Social determinants partly cause poor healthcare outcomes and it is crucial to raise awareness about inequity in access to healthcare, as Prof Sam Shah, founder and director of Faculty of Future Health in London, explained in a keynote during the HIMSS & Health 2.0 European Digital event.

Taking in the patient experience, conducting exploratory error analysis and building smarter and robust algorithms could help reduce bias in many clinical settings, such as pain management and access to screening mammography.

ON THE RECORD

Judy Wawira Gichoya, Emory University School of Medicine, said: “The data we use is collected in a social system that already has cultural and institutional biases. (…) If we just use this data without understanding the inequities then algorithms will end up habituating, if not magnifying, our existing disparities.”

Ziad Obermeyer, Berkeley School of Public Health, talked about the pain gap phenomenon, where the pain of white patients is treated or investigated until a cause is found, while in other races it may be ignored or overlooked.

“Society’s most disadvantaged, non-white, low income, lower educated patients (…) are reporting severe pain much more often. An obvious explanation is that maybe they have a higher prevalence of painful conditions, but that doesn’t seem to be the whole story,” he said.

Obermayer explained that listening to the patient, not just the radiologist could help to develop solutions to predict the experience of pain. He referenced an NIH-sponsored dataset that helped him experiment with a new type of algorithm, with which he found more than double the number of black patients with severe pain in their knees who would be eligible for surgery than before.  

Luke Oakden-Rayner, Royal Adelaide Hospital, suggested conducting exploratory error analysis to look at every error case and find common threads, instead of just looking at the AI model and seeing that it is biased.

“Look at the cases it got right and those it got wrong. All the cases AI got right will have something in common and so will the ones it got wrong, then you can find out what the system is biased toward,” he said.

Constance Lehman, Harvard Medical School, said: “About two million women will be diagnosed with BC and over 600,000 will die in the US this year. But there’s a marked discrepancy in the impact of BC on women of colour vs. caucasian women.”

In the EU, one in eight women in will develop breast cancer before the age of 85 and an average of 20% of breast cancer cases occur in women when they are younger than 50 years old, according to Europa Donna, a Europe-wide coalition of affiliated groups of women that facilitates the exchange of information concerning breast cancer.

Lehman presented an algorithm, which she developed with Regina Barzilay to help identify women’s risk for breast cancer based on their mammogram alone.
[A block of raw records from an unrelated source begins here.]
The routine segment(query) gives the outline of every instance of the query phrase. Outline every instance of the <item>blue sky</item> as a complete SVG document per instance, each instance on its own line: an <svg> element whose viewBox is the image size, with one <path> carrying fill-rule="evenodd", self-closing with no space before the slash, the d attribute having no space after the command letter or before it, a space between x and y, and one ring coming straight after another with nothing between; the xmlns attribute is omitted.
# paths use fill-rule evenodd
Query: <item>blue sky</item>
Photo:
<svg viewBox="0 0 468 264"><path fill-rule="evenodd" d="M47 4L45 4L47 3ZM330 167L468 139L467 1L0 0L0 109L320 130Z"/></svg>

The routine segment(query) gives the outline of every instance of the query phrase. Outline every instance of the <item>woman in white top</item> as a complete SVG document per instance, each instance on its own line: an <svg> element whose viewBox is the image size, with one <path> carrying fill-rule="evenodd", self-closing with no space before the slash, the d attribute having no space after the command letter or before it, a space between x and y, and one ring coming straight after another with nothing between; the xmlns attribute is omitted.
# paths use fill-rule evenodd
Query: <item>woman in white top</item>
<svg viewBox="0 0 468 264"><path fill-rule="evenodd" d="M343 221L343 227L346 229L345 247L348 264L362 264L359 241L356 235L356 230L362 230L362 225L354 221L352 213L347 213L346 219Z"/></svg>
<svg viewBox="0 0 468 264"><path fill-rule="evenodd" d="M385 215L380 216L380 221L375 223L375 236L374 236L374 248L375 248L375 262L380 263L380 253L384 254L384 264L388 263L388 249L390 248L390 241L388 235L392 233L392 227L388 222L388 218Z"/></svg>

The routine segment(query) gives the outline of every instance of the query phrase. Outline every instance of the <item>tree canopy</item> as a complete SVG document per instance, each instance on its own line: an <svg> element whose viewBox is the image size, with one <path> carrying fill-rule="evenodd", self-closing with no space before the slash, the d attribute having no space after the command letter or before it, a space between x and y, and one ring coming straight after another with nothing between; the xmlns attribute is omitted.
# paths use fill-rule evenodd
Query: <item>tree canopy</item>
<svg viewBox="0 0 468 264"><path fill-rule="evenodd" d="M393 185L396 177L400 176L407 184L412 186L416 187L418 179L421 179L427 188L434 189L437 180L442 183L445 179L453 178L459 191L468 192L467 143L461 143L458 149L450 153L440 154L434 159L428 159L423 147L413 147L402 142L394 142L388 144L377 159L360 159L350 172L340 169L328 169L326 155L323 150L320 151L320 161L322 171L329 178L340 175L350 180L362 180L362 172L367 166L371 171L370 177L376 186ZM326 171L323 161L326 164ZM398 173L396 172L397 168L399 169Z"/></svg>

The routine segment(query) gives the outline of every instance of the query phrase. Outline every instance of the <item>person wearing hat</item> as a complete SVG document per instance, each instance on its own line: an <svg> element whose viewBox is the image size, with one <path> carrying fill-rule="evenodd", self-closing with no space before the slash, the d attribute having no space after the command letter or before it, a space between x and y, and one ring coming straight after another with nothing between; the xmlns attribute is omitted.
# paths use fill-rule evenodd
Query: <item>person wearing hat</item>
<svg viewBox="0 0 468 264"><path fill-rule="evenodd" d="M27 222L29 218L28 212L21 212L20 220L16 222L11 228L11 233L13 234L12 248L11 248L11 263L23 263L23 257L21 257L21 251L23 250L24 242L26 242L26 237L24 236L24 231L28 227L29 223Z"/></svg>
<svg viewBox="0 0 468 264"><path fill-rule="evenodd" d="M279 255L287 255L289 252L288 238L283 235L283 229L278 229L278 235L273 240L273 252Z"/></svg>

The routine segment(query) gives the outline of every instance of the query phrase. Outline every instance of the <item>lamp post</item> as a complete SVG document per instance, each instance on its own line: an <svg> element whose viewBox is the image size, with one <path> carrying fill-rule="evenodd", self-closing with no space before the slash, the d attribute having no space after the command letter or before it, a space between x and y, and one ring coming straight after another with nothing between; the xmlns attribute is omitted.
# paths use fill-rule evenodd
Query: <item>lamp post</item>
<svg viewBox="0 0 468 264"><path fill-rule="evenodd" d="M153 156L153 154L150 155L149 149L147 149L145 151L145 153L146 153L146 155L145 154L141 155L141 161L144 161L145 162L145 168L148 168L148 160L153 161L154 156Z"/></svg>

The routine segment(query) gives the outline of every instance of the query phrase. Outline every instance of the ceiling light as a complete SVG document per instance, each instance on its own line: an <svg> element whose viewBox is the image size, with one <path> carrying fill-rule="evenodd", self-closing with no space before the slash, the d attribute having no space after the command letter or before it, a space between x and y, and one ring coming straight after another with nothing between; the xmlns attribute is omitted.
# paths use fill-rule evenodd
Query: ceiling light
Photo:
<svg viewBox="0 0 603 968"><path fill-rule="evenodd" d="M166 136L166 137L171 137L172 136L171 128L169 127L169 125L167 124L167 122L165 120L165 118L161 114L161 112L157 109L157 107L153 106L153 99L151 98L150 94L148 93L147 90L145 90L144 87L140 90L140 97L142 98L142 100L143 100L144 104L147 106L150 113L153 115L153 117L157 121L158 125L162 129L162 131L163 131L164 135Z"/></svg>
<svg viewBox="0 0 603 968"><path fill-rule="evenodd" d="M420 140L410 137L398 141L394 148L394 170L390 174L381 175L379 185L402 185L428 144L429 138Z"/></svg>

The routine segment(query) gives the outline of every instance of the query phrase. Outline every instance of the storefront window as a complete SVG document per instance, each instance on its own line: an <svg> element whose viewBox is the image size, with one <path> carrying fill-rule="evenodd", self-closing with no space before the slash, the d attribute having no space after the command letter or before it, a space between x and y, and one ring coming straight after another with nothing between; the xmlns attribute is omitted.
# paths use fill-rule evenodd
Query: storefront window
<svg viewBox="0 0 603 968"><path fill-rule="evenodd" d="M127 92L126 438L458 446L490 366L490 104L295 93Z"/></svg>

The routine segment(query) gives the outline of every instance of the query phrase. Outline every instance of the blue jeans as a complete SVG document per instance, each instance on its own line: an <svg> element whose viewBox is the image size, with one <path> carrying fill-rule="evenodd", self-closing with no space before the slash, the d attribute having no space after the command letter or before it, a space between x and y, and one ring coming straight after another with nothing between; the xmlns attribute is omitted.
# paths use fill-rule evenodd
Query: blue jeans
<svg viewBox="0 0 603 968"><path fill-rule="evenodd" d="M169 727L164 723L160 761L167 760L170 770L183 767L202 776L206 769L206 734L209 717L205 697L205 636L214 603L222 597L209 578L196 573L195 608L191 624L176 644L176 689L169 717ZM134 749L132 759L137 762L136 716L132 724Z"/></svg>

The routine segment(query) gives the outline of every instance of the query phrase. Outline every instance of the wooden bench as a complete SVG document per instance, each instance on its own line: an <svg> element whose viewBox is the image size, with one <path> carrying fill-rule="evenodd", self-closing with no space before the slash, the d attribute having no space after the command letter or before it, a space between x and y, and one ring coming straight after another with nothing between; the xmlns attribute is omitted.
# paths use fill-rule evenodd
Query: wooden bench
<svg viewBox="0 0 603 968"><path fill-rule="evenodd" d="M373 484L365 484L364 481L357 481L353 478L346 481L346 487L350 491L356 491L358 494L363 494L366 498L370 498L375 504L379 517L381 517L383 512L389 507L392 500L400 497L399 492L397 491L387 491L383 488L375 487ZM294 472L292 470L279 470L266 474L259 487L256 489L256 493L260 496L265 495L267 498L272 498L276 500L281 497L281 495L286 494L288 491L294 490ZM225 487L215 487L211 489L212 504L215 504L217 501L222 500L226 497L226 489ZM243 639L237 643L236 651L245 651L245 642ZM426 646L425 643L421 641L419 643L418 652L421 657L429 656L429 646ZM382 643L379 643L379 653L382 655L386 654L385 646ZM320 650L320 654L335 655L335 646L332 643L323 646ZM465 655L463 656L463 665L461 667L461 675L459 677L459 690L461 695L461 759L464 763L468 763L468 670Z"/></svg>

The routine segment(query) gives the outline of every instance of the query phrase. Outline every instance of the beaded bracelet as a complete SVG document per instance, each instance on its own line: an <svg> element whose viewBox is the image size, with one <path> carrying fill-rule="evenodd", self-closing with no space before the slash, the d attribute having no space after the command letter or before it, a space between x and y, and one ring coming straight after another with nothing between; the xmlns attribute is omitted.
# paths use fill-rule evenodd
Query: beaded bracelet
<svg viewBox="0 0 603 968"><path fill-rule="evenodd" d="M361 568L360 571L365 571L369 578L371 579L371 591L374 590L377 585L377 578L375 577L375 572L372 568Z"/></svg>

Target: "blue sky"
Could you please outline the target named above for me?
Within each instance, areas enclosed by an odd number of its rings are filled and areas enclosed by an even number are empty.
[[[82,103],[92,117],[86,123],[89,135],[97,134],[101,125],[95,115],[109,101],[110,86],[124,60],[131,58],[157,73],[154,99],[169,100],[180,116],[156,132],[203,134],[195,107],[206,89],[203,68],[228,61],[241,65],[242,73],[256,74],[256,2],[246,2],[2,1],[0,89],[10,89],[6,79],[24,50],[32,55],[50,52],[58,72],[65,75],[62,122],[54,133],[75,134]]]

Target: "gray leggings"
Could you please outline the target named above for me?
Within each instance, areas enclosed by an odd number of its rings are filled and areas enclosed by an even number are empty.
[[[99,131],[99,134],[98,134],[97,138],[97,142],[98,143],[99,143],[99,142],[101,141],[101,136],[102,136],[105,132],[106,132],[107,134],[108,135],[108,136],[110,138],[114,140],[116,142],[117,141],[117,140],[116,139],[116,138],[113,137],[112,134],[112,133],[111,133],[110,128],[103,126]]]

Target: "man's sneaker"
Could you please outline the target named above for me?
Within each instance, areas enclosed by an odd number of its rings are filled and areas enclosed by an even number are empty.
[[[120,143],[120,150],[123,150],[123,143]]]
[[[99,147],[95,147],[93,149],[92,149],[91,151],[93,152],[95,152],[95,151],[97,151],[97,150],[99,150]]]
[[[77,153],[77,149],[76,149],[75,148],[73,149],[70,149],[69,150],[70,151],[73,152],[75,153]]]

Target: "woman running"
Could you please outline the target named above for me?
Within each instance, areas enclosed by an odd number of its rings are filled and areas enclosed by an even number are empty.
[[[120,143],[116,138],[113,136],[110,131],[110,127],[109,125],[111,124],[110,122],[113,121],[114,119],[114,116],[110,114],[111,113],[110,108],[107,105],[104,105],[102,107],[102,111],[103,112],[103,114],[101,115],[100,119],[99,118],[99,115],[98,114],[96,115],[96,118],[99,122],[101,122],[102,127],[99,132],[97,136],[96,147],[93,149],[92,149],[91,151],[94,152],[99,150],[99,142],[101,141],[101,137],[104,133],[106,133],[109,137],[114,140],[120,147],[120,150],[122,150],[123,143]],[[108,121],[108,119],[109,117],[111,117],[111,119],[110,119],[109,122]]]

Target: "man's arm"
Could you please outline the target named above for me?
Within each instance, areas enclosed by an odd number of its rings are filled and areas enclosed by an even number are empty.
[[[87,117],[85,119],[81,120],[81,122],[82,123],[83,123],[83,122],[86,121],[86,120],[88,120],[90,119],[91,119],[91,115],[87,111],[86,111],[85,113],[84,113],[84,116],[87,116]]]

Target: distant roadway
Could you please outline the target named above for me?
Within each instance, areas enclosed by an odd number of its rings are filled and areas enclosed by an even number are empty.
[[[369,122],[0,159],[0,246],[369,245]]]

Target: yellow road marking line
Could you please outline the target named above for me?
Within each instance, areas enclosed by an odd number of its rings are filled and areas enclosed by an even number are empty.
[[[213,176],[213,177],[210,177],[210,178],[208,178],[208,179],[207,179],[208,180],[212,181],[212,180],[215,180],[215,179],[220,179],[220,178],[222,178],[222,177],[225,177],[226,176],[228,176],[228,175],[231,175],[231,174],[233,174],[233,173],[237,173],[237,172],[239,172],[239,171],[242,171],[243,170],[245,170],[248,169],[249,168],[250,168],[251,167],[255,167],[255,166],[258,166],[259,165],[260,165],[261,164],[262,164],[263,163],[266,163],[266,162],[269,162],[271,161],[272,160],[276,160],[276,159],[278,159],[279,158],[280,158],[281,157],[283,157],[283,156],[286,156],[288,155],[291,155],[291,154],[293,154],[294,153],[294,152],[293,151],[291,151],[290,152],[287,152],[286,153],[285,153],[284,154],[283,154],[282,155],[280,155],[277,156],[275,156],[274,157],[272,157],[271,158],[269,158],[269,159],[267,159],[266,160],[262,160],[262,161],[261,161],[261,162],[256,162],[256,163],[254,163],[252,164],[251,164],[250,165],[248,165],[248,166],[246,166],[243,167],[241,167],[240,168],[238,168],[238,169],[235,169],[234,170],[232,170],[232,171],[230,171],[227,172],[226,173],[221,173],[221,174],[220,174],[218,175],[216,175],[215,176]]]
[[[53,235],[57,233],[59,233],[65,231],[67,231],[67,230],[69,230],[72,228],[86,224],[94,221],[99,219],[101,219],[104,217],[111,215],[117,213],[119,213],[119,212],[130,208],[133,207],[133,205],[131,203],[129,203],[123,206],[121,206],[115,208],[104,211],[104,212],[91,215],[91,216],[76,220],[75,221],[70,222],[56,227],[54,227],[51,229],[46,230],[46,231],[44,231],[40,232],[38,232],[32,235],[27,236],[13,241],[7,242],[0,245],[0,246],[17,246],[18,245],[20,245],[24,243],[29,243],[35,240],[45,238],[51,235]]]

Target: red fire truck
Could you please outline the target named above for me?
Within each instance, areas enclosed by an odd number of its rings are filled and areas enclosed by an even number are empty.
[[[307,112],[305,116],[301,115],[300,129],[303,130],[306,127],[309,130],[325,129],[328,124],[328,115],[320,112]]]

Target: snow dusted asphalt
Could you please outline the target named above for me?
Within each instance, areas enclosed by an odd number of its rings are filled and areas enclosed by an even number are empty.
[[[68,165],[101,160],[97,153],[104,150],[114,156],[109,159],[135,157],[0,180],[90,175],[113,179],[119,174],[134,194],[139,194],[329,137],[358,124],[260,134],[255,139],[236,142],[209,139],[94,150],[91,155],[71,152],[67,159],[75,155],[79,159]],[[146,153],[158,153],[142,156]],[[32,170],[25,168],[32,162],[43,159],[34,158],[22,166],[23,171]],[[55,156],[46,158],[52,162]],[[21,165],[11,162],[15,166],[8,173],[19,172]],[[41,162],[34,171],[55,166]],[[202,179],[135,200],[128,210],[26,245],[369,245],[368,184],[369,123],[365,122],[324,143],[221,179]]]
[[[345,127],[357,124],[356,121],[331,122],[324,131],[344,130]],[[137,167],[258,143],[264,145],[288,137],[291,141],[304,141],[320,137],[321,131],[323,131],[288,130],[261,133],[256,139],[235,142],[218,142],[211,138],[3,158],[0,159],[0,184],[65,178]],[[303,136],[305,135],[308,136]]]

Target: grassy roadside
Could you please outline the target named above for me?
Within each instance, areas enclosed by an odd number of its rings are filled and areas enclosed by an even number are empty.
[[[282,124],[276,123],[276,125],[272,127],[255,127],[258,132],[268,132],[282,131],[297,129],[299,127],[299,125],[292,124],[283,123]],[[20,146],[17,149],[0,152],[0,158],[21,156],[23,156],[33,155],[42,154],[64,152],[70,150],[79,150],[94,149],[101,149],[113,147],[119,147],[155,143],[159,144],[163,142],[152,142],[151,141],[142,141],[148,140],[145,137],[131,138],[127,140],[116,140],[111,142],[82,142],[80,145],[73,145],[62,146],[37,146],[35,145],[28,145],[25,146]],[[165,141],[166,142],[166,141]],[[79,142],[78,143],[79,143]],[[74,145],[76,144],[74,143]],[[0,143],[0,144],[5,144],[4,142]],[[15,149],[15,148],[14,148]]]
The solution uses DL and an imaging coder that takes the four views of a standard digital analogue mammogram, without requiring access to family history, prior biopsies or reproductive history.

“This imaging only model performs better than other models and supports equity across the races,” she said.

Regina Barzilay, MIT Institute of Medical Engineering & Science, explained how to build robust AI to support equity in health. “An image-based model that is trained on diverse population can very accurately predict risk across different populations in a very consistent way,” she said.

The AI community is working hard on tools that can work robustly against bias, by making sure that models are trained to be robust in the presence of bias, which may come from the nuisance variation between devices used to take the imaging.

“Humans who are ultimately responsible for making a clinical decision should understand what the machine is doing, to think of all possible biases that the machine can introduce. Models that can make their reasoning understandable to humans could help”, she concluded.